Init
Parameter initialization strategies
Submodule Overview
-
nabla.nn.init.he_normal(shape, seed=None)[source]
He normal initialization for ReLU networks.
Uses normal distribution with std = sqrt(2/fan_in) which is optimal
for ReLU activations.
- Parameters:
shape (tuple[int, ...]) – Shape of the parameter tensor
seed (int | None) – Random seed for reproducibility
- Returns:
Initialized parameter array
- Return type:
Array
-
nabla.nn.init.he_uniform(shape, seed=None)[source]
He uniform initialization for ReLU networks.
Uses uniform distribution with bound = sqrt(6/fan_in) which is optimal
for ReLU activations.
- Parameters:
shape (tuple[int, ...]) – Shape of the parameter tensor
seed (int | None) – Random seed for reproducibility
- Returns:
Initialized parameter array
- Return type:
Array
-
nabla.nn.init.xavier_normal(shape, seed=None)[source]

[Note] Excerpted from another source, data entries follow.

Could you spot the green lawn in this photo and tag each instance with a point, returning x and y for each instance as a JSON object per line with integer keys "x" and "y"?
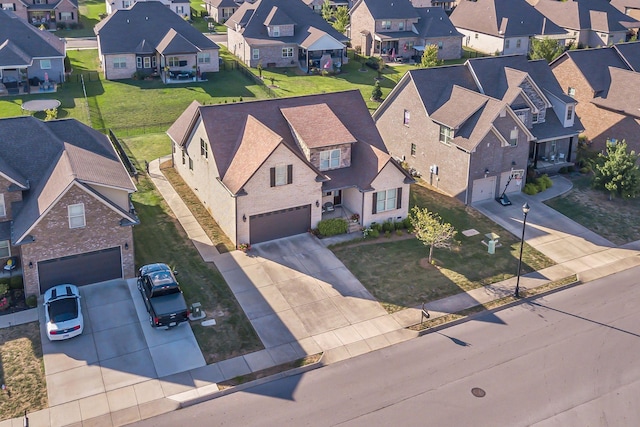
{"x": 396, "y": 273}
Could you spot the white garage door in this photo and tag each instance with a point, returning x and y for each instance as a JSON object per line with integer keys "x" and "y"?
{"x": 483, "y": 189}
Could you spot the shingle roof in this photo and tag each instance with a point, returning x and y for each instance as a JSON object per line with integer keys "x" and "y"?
{"x": 152, "y": 22}
{"x": 252, "y": 18}
{"x": 52, "y": 155}
{"x": 503, "y": 18}
{"x": 20, "y": 41}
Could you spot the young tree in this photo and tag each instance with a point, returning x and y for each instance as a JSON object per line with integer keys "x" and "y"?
{"x": 430, "y": 57}
{"x": 431, "y": 230}
{"x": 547, "y": 49}
{"x": 617, "y": 171}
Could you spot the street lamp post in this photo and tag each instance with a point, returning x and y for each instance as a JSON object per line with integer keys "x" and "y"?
{"x": 525, "y": 211}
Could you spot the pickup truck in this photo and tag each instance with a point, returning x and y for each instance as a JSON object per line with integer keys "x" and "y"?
{"x": 162, "y": 296}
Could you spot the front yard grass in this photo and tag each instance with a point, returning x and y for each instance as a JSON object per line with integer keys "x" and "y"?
{"x": 21, "y": 371}
{"x": 615, "y": 220}
{"x": 396, "y": 271}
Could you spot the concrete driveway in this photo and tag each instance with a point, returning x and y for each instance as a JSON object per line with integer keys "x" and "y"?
{"x": 302, "y": 300}
{"x": 117, "y": 348}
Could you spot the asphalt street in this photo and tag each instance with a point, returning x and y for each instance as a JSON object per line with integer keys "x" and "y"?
{"x": 566, "y": 359}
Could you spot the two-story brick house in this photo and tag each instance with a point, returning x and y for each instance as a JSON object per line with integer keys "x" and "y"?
{"x": 267, "y": 169}
{"x": 472, "y": 130}
{"x": 284, "y": 33}
{"x": 396, "y": 30}
{"x": 65, "y": 210}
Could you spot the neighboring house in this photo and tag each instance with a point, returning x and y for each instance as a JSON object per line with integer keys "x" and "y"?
{"x": 65, "y": 209}
{"x": 181, "y": 7}
{"x": 504, "y": 27}
{"x": 50, "y": 13}
{"x": 284, "y": 33}
{"x": 26, "y": 53}
{"x": 150, "y": 39}
{"x": 397, "y": 31}
{"x": 472, "y": 130}
{"x": 605, "y": 84}
{"x": 588, "y": 22}
{"x": 274, "y": 168}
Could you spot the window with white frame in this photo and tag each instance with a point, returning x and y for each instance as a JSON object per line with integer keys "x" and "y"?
{"x": 76, "y": 215}
{"x": 329, "y": 159}
{"x": 386, "y": 200}
{"x": 5, "y": 251}
{"x": 287, "y": 52}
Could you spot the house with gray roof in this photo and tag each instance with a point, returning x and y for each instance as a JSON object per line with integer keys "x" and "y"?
{"x": 274, "y": 168}
{"x": 592, "y": 23}
{"x": 149, "y": 39}
{"x": 52, "y": 14}
{"x": 65, "y": 209}
{"x": 395, "y": 30}
{"x": 284, "y": 33}
{"x": 182, "y": 8}
{"x": 503, "y": 27}
{"x": 27, "y": 53}
{"x": 603, "y": 81}
{"x": 472, "y": 130}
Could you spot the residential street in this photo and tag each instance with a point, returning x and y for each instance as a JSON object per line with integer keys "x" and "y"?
{"x": 568, "y": 359}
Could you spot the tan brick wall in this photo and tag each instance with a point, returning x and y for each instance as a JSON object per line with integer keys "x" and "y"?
{"x": 54, "y": 238}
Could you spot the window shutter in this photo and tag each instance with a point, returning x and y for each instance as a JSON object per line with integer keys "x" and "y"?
{"x": 375, "y": 203}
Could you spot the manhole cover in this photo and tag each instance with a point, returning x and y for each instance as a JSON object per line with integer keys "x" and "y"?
{"x": 478, "y": 392}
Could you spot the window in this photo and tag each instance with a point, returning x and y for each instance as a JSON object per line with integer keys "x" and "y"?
{"x": 387, "y": 200}
{"x": 287, "y": 52}
{"x": 119, "y": 62}
{"x": 513, "y": 137}
{"x": 76, "y": 215}
{"x": 204, "y": 148}
{"x": 281, "y": 175}
{"x": 446, "y": 135}
{"x": 4, "y": 249}
{"x": 329, "y": 159}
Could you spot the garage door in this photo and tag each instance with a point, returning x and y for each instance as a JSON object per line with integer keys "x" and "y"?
{"x": 277, "y": 224}
{"x": 80, "y": 269}
{"x": 483, "y": 189}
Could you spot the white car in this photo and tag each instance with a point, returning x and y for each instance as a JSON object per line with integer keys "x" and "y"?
{"x": 62, "y": 312}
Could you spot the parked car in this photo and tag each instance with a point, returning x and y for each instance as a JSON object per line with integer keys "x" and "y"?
{"x": 62, "y": 312}
{"x": 162, "y": 296}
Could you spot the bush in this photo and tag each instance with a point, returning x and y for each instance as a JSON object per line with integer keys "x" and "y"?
{"x": 31, "y": 301}
{"x": 333, "y": 226}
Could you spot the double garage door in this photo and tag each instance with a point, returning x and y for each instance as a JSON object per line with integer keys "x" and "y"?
{"x": 278, "y": 224}
{"x": 81, "y": 269}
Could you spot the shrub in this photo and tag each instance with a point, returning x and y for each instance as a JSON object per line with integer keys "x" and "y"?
{"x": 333, "y": 226}
{"x": 31, "y": 301}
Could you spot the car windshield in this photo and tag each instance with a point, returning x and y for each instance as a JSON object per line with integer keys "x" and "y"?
{"x": 63, "y": 309}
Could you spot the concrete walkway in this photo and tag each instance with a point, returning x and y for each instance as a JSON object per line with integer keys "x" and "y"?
{"x": 264, "y": 275}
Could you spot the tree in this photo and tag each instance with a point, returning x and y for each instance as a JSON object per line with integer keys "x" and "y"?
{"x": 431, "y": 230}
{"x": 341, "y": 17}
{"x": 617, "y": 171}
{"x": 429, "y": 57}
{"x": 547, "y": 49}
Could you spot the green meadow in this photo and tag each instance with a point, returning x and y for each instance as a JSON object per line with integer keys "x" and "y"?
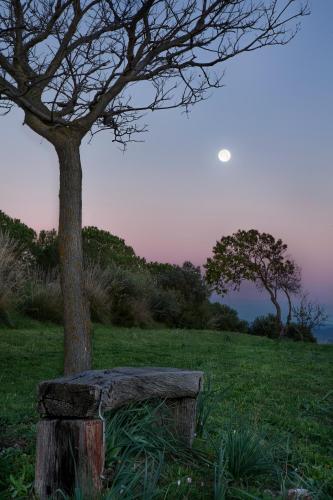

Xavier/Glorot normal initialization.
Uses normal distribution with std = sqrt(2/(fan_in + fan_out)) which
is optimal for sigmoid/tanh activations.
- Parameters:
shape (tuple[int, ...]) – Shape of the parameter tensor
seed (int | None) – Random seed for reproducibility
- Returns:
Initialized parameter array
- Return type:
Array
-
nabla.nn.init.xavier_uniform(shape, seed=None)[source]
Xavier/Glorot uniform initialization.
Uses uniform distribution with bound = sqrt(6/(fan_in + fan_out)) which
is optimal for sigmoid/tanh activations.
- Parameters:
shape (tuple[int, ...]) – Shape of the parameter tensor
seed (int | None) – Random seed for reproducibility
- Returns:
Initialized parameter array
- Return type:
Array
-
nabla.nn.init.lecun_normal(shape, seed=None)[source]
LeCun normal initialization.
Uses normal distribution with std = sqrt(1/fan_in) which is optimal
for SELU activations.
- Parameters:
shape (tuple[int, ...]) – Shape of the parameter tensor
seed (int | None) – Random seed for reproducibility
- Returns:
Initialized parameter array
- Return type:
Array
-
nabla.nn.init.initialize_mlp_params(layers, seed=42)[source]
Initialize MLP parameters with specialized strategy for complex functions.
This is the original initialization strategy from mlp_train_jit.py,
optimized for learning high-frequency functions.
- Parameters:
layers (list[int]) – List of layer sizes [input, hidden1, hidden2, …, output]
seed (int) – Random seed for reproducibility
- Returns:
List of parameter arrays [W1, b1, W2, b2, …]
- Return type:
list[Array]